Accused gunman Brenton Tarrant at an earlier court appearance. Photo: Getty Images

The broken-hearted gathered in the broken city and were broken again. Not that they showed it.

In court room 12, on the third floor of Christchurch’s justice precinct, lawyer Shane Tait confirmed today that his client, Brenton Tarrant, the alleged mosque shooter, would plead not guilty. Not guilty of 51 murders, 40 counts of attempted murder, and one charge of engaging in a terrorist act.

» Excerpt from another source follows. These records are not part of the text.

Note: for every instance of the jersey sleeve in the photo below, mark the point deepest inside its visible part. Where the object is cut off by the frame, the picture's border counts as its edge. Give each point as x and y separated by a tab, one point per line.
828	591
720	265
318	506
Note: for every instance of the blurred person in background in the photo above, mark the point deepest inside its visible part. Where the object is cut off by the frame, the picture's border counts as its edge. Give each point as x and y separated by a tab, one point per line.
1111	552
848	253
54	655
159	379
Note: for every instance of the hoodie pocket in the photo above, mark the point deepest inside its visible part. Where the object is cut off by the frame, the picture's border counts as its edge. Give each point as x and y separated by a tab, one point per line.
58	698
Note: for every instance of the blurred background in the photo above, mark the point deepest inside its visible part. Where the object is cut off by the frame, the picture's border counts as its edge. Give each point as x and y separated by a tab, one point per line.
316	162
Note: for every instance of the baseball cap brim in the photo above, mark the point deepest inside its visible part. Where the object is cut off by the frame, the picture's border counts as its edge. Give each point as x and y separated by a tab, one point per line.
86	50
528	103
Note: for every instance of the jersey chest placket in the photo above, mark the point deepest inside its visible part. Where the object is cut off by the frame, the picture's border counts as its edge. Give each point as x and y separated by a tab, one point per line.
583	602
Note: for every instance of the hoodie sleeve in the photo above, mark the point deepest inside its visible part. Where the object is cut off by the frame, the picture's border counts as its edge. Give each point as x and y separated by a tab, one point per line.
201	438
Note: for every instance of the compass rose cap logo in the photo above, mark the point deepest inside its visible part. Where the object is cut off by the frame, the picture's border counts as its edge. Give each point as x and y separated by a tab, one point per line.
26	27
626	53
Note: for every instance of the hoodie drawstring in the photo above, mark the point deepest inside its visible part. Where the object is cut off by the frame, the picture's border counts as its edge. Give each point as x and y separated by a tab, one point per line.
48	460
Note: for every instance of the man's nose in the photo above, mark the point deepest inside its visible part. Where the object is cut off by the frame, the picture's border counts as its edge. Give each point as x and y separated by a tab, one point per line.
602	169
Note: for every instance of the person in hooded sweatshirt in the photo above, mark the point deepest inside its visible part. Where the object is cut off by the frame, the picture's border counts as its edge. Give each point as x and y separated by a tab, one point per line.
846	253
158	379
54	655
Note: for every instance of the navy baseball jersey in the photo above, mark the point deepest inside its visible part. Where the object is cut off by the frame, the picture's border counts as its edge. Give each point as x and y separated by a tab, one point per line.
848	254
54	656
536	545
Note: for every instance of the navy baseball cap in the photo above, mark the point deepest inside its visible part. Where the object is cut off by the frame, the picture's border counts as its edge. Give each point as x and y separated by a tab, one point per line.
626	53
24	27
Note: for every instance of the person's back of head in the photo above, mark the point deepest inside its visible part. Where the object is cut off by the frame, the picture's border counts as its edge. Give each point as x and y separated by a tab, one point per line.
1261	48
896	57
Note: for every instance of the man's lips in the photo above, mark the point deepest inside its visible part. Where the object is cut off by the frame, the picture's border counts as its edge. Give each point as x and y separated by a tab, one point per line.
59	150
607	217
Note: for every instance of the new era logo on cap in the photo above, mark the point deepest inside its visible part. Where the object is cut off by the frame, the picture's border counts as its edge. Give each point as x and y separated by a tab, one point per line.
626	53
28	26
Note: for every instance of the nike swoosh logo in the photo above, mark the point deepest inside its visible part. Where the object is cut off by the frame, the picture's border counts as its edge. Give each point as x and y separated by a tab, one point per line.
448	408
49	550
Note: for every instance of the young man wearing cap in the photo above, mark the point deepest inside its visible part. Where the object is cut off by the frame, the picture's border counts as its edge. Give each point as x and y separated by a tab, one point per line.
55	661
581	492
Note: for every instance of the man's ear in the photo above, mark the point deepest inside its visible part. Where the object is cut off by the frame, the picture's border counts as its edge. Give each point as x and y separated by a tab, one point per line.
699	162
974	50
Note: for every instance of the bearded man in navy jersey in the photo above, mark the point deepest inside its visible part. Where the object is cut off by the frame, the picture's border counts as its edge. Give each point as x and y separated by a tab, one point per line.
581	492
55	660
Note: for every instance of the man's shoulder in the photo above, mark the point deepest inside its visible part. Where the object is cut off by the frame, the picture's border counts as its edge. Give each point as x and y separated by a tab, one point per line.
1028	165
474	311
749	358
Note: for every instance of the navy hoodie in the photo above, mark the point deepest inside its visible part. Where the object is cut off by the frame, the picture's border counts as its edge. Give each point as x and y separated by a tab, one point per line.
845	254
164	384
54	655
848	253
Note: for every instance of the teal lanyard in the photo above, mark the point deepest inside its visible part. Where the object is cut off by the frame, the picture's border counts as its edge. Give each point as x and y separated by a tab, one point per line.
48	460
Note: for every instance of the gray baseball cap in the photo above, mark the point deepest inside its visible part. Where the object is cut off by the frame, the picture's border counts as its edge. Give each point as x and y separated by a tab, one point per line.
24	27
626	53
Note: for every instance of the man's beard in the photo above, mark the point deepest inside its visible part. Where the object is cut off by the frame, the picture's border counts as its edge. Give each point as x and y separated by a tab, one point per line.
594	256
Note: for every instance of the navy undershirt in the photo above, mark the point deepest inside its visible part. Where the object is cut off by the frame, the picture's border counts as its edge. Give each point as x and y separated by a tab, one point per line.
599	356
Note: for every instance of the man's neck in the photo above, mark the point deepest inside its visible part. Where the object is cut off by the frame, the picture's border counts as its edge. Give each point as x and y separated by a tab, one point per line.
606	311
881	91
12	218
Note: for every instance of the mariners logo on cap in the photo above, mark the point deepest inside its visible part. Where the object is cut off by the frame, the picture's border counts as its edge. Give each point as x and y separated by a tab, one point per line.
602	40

The signs were there last week. On Thursday of last week, Justice Cameron Mander sent out a minute saying the alleged shooter, an Australian who had been living in Dunedin until the March 15 attack, was expected to plead. That was a sign that mental health assessments had found him fit to plead, instruct counsel, and stand trial. And so it was.

The victims and their families – one man on a crutch and another in a wheelchair, dressed mainly in the dark hues of winter clothes – took the news stoically. There were no audible gasp, no screams of anguish. But the hard stares of people who, you would think, knew this day was coming.

Beyond their physical and mental suffering, they now have the pain of having to endure a trial. That trial will likely start on May 4 next year, Mander says, and take six weeks, if the Crown lawyer, Mark Zarifeh is to be believed, or much longer, if Tait’s assessment is right. The public should know more after September 20, when the Crown is expected to file its formal case, including witness statements. (The accused’s next appearance is August 15.)

When Mander summed up today few of the public gallery watched him. Instead their stares were fixed on the screens, on which the image of the sometimes-grinning terrorist accused beamed from prison in Auckland. 

This incredible group of people have already shown their bravery. Like Abdul Aziz, who attended today’s hearing, who confronted the gunman at the Linwood Islamic Centre with a credit card machine, and even picked up an abandoned gun. Or Husna Ahmed who died at the Al Noor Mosque, trying to shield her wheelchair-bound husband, Farid Ahmed. Or Ahmed himself for forgiving the gunman, and saying so at a national memorial service.

Their reserves of strength seem to know no bounds. 

Gone is the warmth of March. Not just the temperature, as the cold of autumn and winter strips leaves from deciduous trees, but also the warmth of crowds gathered in parks after the attacks listening to the call to prayer and pleas for unity, the grass verges awash with flowers.

Gone are those edifying scenes from the weeks following the days and weeks after March 15. Today’s scene played out in a monolithic edifice, the Christchurch justice precinct, with cameras and journalists swarming at the entrance, the clag of low cloud and rain closing in.

The justice building is a phoenix of the 2011 earthquake. At a cost of hundreds of millions of dollars, it opened six years after the quake that killed 185 people in the South Island’s biggest city. 

It’s only a stone’s throw from the national earthquake memorial, on the south bank of the slow-moving Avon River. The memorial is a long, curved stone wall designed by a Slovenian architect, with the names of the victims inscribed on panels – a representation of a city’s previous, but quite recent, suffering. The trauma of that terrible day was shared across the world as many of those who died in the collapsed CTV building, which housed a language school and medical centre, were born overseas. 

Similarly, the victims of the terrorist attack – who were praying as the shots fired – were originally from far beyond; places like Syria, Somalia, Pakistan, India, Malaysia, Indonesia, Turkey, Afghanistan and Bangladesh. Many fled danger in search of safety, only to have that shattered in March.

Christchurch’s justice building is cleverly designed. Panels of bronze aluminium, stone and timber fixed at angles to let light flood into the public spaces of the heavily glazed building. 

It’s also a place of shadow, where the worst of humanity is displayed. Not just criminal mistakes, but, allegedly, clinical mass-murder. 

Far below the courtroom, an underground aquifer flows. In summer the water is cooler than air, in winter it is warmer than air. Right now, water is extracted and pumped, through heat exchangers, around the justice precinct, allowing the buildings to gain heat from the water.

The heat of public gatherings, messages of togetherness, and spontaeous haka and hugs, have no doubt warmed the victims of this callous attack. But in court 12, surrounded by the greys and browns of the court room, and a not guilty plea, it’s hard to feel.